Die Osterweiterung als Systemwandel

Mit der Öffnung der Europäischen Union nach Osten behaupten die Europäer die normative Prämisse ihrer Integration - kein Club der historisch und wirtschaftlich Begünstigten sein zu wollen, sondern eine Gemeinschaft aller Europäer. Diese Erweiterung präzisiert die geographische Reichweite der Europäischen Union. Die heutige Union der 15 wird sich in Stufen auf 25 Mitglieder und mehr vergrößern. Darüber hinaus wird sich die Europäische Union mit zwei spezifischen Fragestellungen auseinandersetzen müssen: einerseits mit dem Szenario einer Enklave innerhalb einer erweiterten EU, die im Fall der Krise und des Scheiterns der Transformation im ehemaligen Jugoslawien entstünde, andererseits mit der Rolle und Ausrichtung der Ukraine.
Von entscheidender Bedeutung für das künftige Gefüge des großen Europa ist die Rolle der Türkei. Nach wie vor bildet die Europaorientierung einen festen Bestandteil der türkischen Außenpolitik. Mit der Herstellung der Zollunion vollzieht das Land einen wichtigen europapolitischen Schritt, der die Verflechtung der Wirtschaft mit der EU weiter vergrößern wird. Die türkische Beitrittsoption ist zudem kaum weniger verbindlich als die der ostmitteleuropäischen Reformstaaten. Die europäische Politik hat diese Annäherung bisher eher hinhaltend begleitet und versäumt, die Partnerschaft mit der Türkei nach Ende der Dominanz der Sicherheits- und Verteidigungspolitik strategisch neu zu bestimmen. Nun muß die Europäische Union muß entscheiden, welche Rolle sie der Türkei zuordnen will:

die des Beitrittskandidaten; dann wäre die Entwicklung der Beziehungen primär an der Erfüllung der Beitrittskriterien zu orientieren und die EU-Politik müßte konsequenter als bisher die Anbindung der Türkei fordern und fördern;

die des regionalen Stabilitätsankers; dann müßte die Unterstützung ihres Modernisierungsprozesses und der Fähigkeit der türkischen Außen- und Sicherheitspolitik, Stabilität und Sicherheit in das eigene Umfeld zu projezieren, im Vordergrund stehen;

die des Ankers mit Europa-Perspektive; dazu wäre die Entwicklung einer privilegierten Partnerschaft auf strategischer Ebene bei gleichzeitiger Betonung der innenpolitischen Beitrittsvoraussetzungen, damit das Ziel eines späteren Beitritts glaubwürdig und handlungsleitend bleibt.

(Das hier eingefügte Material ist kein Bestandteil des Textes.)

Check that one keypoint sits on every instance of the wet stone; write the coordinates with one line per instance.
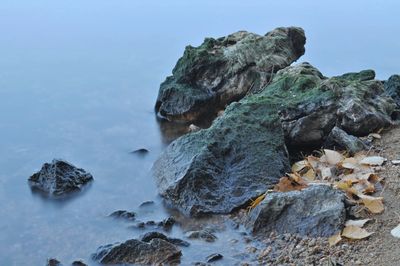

In dieser Rollenzuschreibung wird die EU zwischen den Folgen für die außenpolitische Orientierung der Türkei und den Wirkungen auf ihr inneres Gefüges, zwischen dem Integrationsinteresse Europas und seiner Erweiterungsfähigkeit abwägen müssen. Die bisher gepflegte Haltung der Indifferenz wirkt in keiner der drei skizzierten Richtungen konstruktiv.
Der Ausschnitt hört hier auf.